A filibuster would set up the first test of Majority Leader Bill Frist’s promise to employ the “nuclear option” to stop Democrats’ efforts to block judicial nominations.

The situation could become more dramatic because at least one Republican who has been key to preventing filibusters in the past year has raised doubts about whether he will support Mr. Haynes’ confirmation.

Sen. Lindsey Graham, South Carolina Republican, gave Mr. Haynes a tough grilling yesterday in a rare second confirmation hearing before the Judiciary Committee.

Mr. Graham and several other key Republicans have been critical of the way Mr.
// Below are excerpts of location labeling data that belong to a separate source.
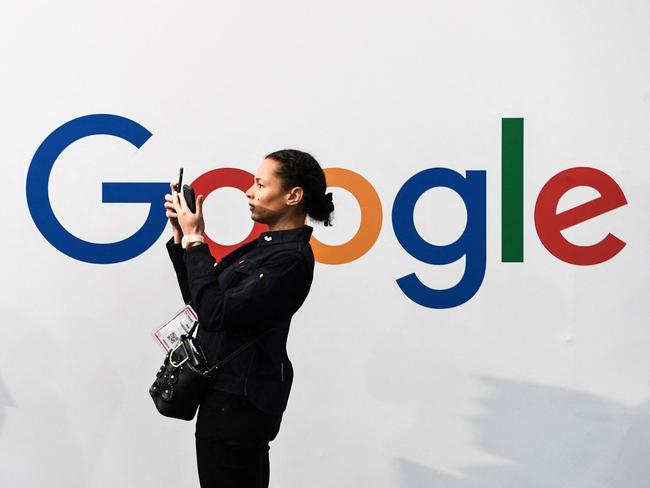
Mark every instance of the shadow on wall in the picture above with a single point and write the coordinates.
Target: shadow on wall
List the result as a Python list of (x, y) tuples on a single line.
[(5, 402), (553, 437)]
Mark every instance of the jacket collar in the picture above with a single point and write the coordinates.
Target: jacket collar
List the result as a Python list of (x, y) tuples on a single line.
[(271, 237)]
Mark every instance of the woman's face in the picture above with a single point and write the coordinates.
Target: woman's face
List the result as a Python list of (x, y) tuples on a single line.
[(266, 198)]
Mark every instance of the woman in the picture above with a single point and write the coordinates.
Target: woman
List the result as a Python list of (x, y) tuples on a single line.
[(255, 288)]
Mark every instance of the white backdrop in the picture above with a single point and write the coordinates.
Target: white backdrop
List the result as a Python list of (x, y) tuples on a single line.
[(540, 380)]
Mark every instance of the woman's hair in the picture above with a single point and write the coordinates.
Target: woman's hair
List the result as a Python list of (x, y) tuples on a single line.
[(298, 168)]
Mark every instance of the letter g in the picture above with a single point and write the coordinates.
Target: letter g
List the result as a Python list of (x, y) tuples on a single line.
[(40, 208)]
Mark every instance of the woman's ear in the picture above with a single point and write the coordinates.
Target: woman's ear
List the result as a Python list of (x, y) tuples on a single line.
[(295, 196)]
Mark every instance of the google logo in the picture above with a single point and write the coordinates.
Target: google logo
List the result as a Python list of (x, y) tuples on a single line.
[(471, 188)]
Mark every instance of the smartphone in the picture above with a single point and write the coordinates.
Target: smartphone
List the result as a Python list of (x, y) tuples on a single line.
[(188, 193)]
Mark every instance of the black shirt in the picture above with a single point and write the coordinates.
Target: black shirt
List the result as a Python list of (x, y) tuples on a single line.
[(259, 285)]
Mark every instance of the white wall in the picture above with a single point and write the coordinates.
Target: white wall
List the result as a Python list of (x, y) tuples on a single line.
[(540, 380)]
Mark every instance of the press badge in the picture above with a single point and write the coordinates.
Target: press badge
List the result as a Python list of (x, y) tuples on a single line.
[(169, 334)]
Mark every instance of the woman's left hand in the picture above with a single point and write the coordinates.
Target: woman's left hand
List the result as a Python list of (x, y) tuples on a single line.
[(191, 223)]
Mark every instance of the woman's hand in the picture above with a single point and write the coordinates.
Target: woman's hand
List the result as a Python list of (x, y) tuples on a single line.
[(188, 222)]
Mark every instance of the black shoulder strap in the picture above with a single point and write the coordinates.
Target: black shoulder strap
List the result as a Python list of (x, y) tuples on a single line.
[(237, 351)]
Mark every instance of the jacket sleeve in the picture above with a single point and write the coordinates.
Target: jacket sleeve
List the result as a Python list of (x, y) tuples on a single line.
[(176, 253), (274, 290)]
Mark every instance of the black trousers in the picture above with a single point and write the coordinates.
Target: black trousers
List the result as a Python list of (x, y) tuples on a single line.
[(232, 442)]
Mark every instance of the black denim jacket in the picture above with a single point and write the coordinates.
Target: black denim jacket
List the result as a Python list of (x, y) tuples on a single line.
[(259, 285)]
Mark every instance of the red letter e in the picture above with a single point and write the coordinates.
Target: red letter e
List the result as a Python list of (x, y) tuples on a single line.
[(549, 224)]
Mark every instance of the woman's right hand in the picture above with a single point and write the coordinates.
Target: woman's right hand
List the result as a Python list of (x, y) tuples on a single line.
[(171, 213)]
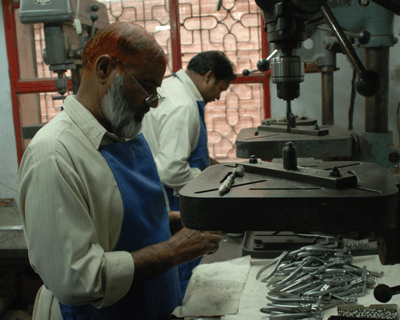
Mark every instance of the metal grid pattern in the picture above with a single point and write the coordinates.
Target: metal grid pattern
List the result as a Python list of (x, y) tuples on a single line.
[(234, 29)]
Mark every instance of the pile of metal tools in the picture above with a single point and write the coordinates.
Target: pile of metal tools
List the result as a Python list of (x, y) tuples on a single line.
[(305, 282)]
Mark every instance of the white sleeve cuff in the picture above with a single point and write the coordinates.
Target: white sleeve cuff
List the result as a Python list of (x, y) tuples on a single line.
[(119, 277)]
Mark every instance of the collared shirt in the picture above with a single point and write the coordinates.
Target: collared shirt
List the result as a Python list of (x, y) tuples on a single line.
[(172, 130), (72, 213)]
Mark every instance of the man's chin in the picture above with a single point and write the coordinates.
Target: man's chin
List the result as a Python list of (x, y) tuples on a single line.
[(131, 132)]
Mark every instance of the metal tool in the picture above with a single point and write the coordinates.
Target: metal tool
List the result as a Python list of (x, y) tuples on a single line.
[(227, 184)]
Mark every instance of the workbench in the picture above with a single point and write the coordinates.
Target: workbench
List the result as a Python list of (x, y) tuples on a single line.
[(254, 293)]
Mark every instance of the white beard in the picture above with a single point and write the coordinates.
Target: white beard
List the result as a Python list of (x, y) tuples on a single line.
[(117, 112)]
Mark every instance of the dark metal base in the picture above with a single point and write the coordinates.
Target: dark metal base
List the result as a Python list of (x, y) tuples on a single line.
[(268, 145), (258, 201), (270, 244)]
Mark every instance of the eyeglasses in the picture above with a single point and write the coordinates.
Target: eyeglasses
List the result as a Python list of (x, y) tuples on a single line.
[(151, 99)]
Haynes and other Pentagon lawyers drafted administration policies for handling battlefield suspects in the war on terror. Mr. Graham said yesterday that internal memos — which were later repudiated by the administration — led at the very least to confusion among U.S. troops over the degree to which prisoners can be interrogated.

“Time and again, on some of the most fundamental questions of law and policy that have come before the Department of Defense, Mr. Haynes has displayed a shocking failure of legal and moral leadership,” said Sen. Edward M. Kennedy, Massachusetts Democrat. “It is astounding that the administration would continue to press his nomination, even though the subordinates who have followed the policies he authorized have gone to prison.”

While Mr. Haynes was outright condemned by Democrats on the panel, his sparring with Mr. Graham was the sharpest as the senator tried to determine how involved Mr. Haynes was in the original policy memos.

Later, outside the hearing room, Mr. Graham dodged reporters’ questions about whether he could support the nominee.

“Actions have consequences,” he said.

Further complicating the situation is that Mr. Graham is among the so-called “Gang of 14” senators — seven Democrats and seven Republicans — who have made a pact to prevent filibusters except in the case of “extraordinary circumstances.” In return, Republicans such as Mr. Graham promise not to go along with the “nuclear option” unless Democrats lodge a frivolous filibuster.

After his dust-up with Mr. Haynes at yesterday’s hearing, Mr. Graham declined to even rule out that Mr. Haynes poses the “extraordinary circumstance” that would warrant a filibuster.